İlmin Faydalı Olmasının Şartları

Evet ilmin, sâlim düşünce-tecrübe-vicdan üçlüsüyle ele alındığı zaman yararlı olduğunda, cemiyetin hayat seviyesini yükselterek ona, bugünü ve yarını itibariyle huzur, mutluluk vaad ettiğinde şüphe yoktur. Ne var ki o, tek başına kaldığında, sapma ve saptırmalara vesile olacağı da katiyen gözardı edilmemelidir.

Evet, zihinler sonsuzluk düşüncesinden mahrum bırakıldığı, ruh teknolojinin esiri haline getirildiği, kalbî hayat bütün bütün ihmale uğradığı bir yerde ilimden de ilmin yararlı olacağından da bahsedilemez. Aksine, böyle bir iklimde ilim, vahşetlerin buutlaşıp devam etmesine, boğuşmaların kıran kırana sürüp gitmesine, aldatma ve istismarların "dev" birer afet halini almasına yardımcı olacak ve "hak" karşısında "kuvvet"e omuz verip yan çıkacaktır.
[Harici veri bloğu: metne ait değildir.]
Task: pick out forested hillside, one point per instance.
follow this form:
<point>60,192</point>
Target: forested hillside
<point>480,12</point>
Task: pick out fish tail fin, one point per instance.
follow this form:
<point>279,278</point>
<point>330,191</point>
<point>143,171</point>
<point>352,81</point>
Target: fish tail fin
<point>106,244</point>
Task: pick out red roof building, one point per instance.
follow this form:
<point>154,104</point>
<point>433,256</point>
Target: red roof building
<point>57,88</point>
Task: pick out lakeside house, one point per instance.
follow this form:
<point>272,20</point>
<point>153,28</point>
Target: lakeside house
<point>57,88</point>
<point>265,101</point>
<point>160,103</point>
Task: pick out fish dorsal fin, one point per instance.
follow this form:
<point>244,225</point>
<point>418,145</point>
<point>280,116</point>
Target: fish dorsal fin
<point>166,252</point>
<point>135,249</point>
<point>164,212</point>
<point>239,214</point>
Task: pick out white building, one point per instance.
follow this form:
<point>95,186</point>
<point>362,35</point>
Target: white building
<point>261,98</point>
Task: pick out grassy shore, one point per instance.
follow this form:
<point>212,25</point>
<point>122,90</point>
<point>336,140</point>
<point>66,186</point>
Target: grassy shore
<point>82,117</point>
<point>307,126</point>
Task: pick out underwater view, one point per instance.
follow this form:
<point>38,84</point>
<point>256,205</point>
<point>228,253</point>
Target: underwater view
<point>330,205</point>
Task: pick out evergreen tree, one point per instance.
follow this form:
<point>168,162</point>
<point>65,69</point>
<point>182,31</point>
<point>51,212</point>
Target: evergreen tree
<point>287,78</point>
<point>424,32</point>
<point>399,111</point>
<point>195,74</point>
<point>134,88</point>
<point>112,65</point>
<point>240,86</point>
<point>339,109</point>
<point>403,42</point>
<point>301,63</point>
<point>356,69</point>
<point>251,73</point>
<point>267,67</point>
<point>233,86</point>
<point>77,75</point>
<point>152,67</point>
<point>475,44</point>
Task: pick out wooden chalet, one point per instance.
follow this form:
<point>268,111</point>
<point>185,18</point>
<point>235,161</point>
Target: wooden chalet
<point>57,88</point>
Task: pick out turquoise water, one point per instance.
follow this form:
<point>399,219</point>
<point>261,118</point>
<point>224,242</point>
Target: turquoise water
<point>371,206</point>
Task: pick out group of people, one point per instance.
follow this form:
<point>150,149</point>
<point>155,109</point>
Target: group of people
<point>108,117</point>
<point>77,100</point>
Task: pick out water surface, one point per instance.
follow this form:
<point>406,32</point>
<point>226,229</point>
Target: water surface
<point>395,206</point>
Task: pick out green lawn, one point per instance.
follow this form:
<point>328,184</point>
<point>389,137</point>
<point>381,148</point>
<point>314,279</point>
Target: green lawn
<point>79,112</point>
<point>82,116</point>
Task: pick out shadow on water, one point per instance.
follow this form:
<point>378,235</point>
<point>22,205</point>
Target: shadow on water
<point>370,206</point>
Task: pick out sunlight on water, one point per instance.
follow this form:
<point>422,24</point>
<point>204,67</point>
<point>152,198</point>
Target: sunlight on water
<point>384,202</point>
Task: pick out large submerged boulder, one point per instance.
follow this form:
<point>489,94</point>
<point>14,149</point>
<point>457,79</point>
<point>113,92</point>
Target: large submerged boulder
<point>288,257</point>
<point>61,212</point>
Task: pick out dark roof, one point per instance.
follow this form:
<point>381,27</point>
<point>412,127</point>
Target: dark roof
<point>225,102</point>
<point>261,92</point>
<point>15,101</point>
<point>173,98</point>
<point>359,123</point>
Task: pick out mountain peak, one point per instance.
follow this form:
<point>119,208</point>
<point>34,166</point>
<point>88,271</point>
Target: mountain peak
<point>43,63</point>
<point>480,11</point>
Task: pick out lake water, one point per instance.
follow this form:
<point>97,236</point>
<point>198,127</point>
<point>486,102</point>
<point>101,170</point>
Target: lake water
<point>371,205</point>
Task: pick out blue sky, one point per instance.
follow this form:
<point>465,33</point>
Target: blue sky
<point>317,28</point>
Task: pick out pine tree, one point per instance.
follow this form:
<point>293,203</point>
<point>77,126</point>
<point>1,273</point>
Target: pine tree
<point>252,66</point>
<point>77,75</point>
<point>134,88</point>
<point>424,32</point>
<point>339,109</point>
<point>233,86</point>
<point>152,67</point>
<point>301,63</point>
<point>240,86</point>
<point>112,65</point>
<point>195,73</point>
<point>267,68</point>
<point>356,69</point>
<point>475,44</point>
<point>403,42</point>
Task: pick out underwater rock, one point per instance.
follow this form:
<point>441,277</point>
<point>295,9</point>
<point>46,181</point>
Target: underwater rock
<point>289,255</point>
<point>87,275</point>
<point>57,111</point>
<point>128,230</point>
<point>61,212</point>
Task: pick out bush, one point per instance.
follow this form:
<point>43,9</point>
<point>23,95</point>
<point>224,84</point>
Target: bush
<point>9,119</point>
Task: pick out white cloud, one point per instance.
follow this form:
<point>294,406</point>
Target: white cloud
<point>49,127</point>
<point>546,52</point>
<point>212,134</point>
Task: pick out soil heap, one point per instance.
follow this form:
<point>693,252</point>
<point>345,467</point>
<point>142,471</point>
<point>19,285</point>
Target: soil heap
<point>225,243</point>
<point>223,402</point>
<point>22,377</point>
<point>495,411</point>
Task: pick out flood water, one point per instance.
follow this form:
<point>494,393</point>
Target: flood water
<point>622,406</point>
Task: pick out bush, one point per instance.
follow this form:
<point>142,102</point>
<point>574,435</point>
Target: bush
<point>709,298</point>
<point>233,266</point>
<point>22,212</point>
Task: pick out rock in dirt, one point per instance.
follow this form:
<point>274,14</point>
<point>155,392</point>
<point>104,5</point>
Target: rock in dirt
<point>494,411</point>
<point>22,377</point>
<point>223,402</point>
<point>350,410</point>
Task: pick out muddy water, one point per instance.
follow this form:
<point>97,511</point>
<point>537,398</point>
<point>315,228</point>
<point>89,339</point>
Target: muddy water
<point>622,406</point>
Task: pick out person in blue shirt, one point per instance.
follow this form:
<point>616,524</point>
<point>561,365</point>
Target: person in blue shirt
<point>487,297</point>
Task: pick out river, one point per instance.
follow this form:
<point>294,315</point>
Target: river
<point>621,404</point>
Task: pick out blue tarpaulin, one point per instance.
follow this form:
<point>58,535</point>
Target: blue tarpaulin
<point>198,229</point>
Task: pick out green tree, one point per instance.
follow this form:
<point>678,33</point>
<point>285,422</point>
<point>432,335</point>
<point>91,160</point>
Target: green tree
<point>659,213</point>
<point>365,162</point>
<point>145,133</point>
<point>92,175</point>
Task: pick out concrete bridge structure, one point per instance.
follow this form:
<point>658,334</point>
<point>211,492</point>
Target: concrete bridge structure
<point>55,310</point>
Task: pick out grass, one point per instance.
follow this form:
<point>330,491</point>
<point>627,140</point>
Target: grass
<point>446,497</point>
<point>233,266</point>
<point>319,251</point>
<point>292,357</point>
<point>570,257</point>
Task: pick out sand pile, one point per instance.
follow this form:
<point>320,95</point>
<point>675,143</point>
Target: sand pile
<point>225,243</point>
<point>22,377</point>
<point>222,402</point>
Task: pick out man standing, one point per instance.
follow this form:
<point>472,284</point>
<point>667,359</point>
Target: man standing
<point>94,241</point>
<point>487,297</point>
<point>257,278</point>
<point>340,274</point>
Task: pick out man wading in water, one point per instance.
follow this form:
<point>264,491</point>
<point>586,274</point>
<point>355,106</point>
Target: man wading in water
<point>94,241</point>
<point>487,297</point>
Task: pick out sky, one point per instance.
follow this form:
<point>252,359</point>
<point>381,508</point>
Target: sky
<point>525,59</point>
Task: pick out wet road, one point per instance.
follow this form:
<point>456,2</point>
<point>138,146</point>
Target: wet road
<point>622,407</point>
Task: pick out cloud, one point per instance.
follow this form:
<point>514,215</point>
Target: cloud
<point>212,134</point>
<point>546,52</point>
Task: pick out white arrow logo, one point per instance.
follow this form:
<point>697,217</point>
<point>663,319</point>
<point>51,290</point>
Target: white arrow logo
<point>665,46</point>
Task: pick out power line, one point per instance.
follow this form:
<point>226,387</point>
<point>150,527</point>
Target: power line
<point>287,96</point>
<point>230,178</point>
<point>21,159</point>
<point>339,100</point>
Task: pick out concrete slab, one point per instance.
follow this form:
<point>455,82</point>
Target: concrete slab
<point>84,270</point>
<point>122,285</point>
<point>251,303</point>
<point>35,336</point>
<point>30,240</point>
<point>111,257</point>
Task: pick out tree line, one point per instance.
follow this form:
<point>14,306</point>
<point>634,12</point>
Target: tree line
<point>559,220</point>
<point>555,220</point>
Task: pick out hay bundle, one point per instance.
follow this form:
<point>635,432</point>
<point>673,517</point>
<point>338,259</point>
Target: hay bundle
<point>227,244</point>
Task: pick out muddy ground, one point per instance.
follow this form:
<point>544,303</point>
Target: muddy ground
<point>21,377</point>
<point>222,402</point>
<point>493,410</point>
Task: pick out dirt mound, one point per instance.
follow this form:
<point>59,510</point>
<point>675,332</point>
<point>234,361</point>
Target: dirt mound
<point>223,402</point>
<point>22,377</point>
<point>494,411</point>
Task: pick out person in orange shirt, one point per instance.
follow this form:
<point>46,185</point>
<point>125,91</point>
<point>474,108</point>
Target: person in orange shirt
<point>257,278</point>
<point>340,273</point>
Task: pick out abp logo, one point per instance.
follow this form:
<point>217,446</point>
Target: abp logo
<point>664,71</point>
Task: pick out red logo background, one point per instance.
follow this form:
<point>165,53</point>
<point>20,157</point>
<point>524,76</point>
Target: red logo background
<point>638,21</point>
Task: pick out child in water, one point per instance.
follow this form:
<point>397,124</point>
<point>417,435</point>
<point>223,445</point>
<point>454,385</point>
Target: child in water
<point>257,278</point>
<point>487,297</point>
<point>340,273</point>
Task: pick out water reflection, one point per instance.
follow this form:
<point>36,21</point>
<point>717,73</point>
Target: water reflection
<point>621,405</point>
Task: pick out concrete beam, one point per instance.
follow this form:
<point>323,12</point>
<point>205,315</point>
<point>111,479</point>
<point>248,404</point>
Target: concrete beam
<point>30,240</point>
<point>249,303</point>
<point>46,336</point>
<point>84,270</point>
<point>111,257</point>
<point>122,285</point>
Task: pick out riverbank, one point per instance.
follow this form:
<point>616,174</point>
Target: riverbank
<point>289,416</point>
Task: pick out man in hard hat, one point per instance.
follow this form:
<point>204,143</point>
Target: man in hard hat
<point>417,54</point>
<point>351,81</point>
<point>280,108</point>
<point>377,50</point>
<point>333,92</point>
Doğrusu şu ki; ilim, insanın maddî-manevî mutluluğunu hedef alıp, onun bedenî-ruhî problemlerini çözmeye çalıştığı ve insanı gönül-zihin birliğine ulaştırabildiği ölçüde faydalı ise de, bunları yapmadığı veya yapamadığı zamanlarda faydasız, hatta bir ölçüde zararlıdır ve ondan insanlık yararına bir şeyler beklemek de abestir.